O cinema português sempre viveu com um dilema incompreendido entre o cinema de autor e o cinema comercial. Muito da discussão desse dilema passa por um ponto fundamental do processo produtivo do cinema: o argumento. Essa etapa decisiva é motivo de discórdia. Contudo, muitas das vozes do cinema comercial acabam, na mesma, por descurar o guião e os filmes acabam por ser amálgamas frágeis de um projeto de filme. Vem esta discussão a propósito da estreia, esta semana, do mais recente filme de Luís Filipe Rocha: «A Outra Margem». O realizador é já um veterano do cinema português, tendo assinado filmes como «Camarate», «Adeus, Pai» ou «Cerromaior». Foi também ele o autor do guião de «Até Amanhã, Camaradas» que foi exibido em televisão. Na verdade, com «A Outra Margem» estão lá os propósitos do autor e uma certa realização «televisiva» que faz do filme um projeto límpido e sereno.

A linha narrativa do filme dedica-se a aproximar a história de duas pessoas totalmente opostas. Ricardo é um travesti que fugiu da sua terra natal para emigrar para Lisboa, abandonando a sua noiva no dia do casamento. No início da narrativa percebemos que o grande amor de Ricardo se suicidou. Ricardo entra em depressão profunda.

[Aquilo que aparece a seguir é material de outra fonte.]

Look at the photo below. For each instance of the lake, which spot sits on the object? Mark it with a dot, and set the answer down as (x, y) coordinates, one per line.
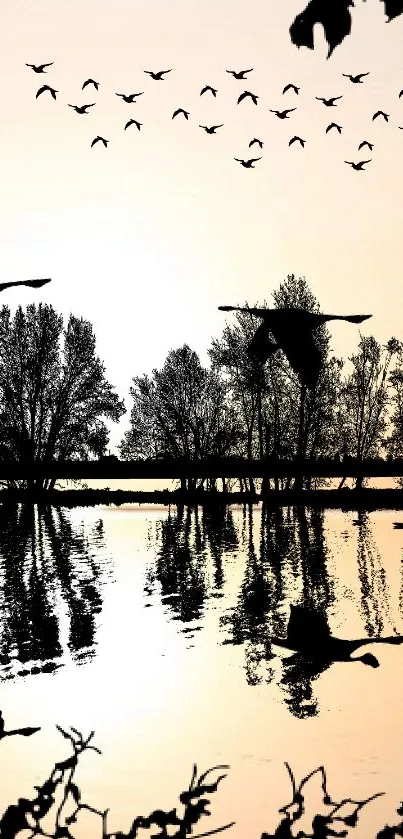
(152, 627)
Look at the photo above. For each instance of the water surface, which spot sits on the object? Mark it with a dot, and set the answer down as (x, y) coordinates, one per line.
(153, 627)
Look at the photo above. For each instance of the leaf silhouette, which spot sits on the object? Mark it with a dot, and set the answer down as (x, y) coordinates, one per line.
(335, 17)
(73, 788)
(393, 8)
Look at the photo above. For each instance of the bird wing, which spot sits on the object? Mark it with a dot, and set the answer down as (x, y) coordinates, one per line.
(261, 345)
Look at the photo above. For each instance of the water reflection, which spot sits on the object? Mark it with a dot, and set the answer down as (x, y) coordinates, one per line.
(285, 560)
(50, 584)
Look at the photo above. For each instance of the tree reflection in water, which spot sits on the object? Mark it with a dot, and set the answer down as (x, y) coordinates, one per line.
(285, 559)
(48, 573)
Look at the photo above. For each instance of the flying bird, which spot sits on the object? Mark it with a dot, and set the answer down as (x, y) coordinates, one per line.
(133, 122)
(239, 74)
(211, 129)
(292, 330)
(255, 140)
(40, 68)
(90, 81)
(282, 114)
(181, 111)
(246, 93)
(328, 102)
(248, 164)
(159, 76)
(358, 166)
(355, 79)
(333, 125)
(208, 87)
(308, 633)
(82, 109)
(45, 87)
(130, 97)
(99, 139)
(294, 140)
(30, 283)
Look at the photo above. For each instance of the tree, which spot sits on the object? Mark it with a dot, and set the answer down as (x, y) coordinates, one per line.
(280, 416)
(365, 400)
(180, 412)
(53, 390)
(394, 443)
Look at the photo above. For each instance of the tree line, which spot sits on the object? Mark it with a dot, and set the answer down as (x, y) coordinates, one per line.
(55, 398)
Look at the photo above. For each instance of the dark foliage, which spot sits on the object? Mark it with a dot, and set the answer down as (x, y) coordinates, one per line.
(335, 17)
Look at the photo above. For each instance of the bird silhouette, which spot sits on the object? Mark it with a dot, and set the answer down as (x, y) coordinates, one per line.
(99, 139)
(248, 164)
(181, 111)
(90, 81)
(333, 125)
(40, 68)
(159, 75)
(291, 87)
(239, 74)
(282, 114)
(82, 109)
(26, 732)
(129, 97)
(211, 129)
(255, 140)
(355, 79)
(292, 330)
(358, 166)
(133, 122)
(294, 140)
(330, 103)
(335, 18)
(45, 87)
(308, 633)
(30, 283)
(246, 93)
(208, 87)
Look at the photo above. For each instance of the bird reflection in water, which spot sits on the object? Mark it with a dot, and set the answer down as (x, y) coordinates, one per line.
(49, 576)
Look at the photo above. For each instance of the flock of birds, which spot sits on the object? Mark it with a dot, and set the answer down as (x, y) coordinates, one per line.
(239, 75)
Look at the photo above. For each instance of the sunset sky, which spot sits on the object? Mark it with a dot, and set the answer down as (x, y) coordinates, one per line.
(147, 237)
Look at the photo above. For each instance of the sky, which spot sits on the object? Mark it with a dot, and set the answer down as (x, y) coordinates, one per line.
(147, 237)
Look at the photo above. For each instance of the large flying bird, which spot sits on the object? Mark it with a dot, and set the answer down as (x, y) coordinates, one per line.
(44, 88)
(239, 74)
(31, 283)
(292, 330)
(355, 79)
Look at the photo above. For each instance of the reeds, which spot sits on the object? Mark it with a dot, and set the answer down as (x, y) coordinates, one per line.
(59, 801)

Do outro lado, temos Vasco, um jovem adulto portador de Trissomia 21, que vive com a sua mãe Maria. Ricardo é tio de Vasco e irmão de Maria. Depois de uma tentativa de suicídio, Ricardo vai uns tempos para junto da Maria. É aí que ele é obrigado a enfrentar o passado e a conhecer Vasco. Será a sua alegria de viver que irá transformar Ricardo e dar-lhe vontade para voltar ao seu dia-a-dia. Mas também será a oportunidade para Vasco fazer o que quer: tornar-se ator.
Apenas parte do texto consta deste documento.